Wednesday, October 17, 2007

Are you a fearful midwife?

I was recently reading a blog entry by Carla Hartley, who set up a distance education midwifery program in the USA. Carla talks about un-learning fear based midwifery. That caused me to reflect on my practice: am I a fearful midwife?

As you can see from my profile, I have many roles. Up until this year, I carried a small caseload as a Lead Maternity Carer. Most of my work has been done in the summer holidays so as not to interfere with my teaching responsibilities. However, last year, for the first time in over 20 years, I did not enjoy my work and dreaded phone calls in case they were my clients wanting something. I resented the questions women asked and the time I was spending with them. I found births to be incredibly stressful; I lost all confidence and any enjoyment or satisfaction I got out of my job. Hardly any of the births I attended were straight forward. The crunch came for me when I attended a home birth which I spent the whole time in a state of fear: I felt like a rabbit frozen in a car's headlights. There was no joy or excitement from the home birth which usually makes up for the more complicated births that happen in hospital and invigorates my midwifery soul. Looking back on this year, I was exhibiting all the symptoms of burnout.

So how did I get to this state: an experienced midwife who is 100% committed to women, birth and midwifery? How could I keep faith with students when I had lost the 'spark' that was so necessary to be able to practice as a midwife; when I did not want to be a midwife any more?

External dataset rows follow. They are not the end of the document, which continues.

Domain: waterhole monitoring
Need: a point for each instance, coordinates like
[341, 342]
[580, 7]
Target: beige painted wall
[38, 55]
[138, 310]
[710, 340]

One of the major contributing factors was the various legal cases that were going on at the time, which led to a concentrated attack on midwives by the media in New Zealand. Whilst midwifery leaders rightly exhorted us to continue with 'business as usual' there was no doubt that the issues brought up by the press impacted on my personal beliefs about midwifery. How could I offer a service that would meet a woman's needs yet keep myself safe as a health professional? I have no doubt that my fears about litigation had an impact, with the effect that I was far more 'conservative' in my approach than I normally would be. By this, I mean that I was quicker to refer to obstetricians which in turn resulted in medical intervention. Whilst this may have been justified, it resulted in a further loss of confidence.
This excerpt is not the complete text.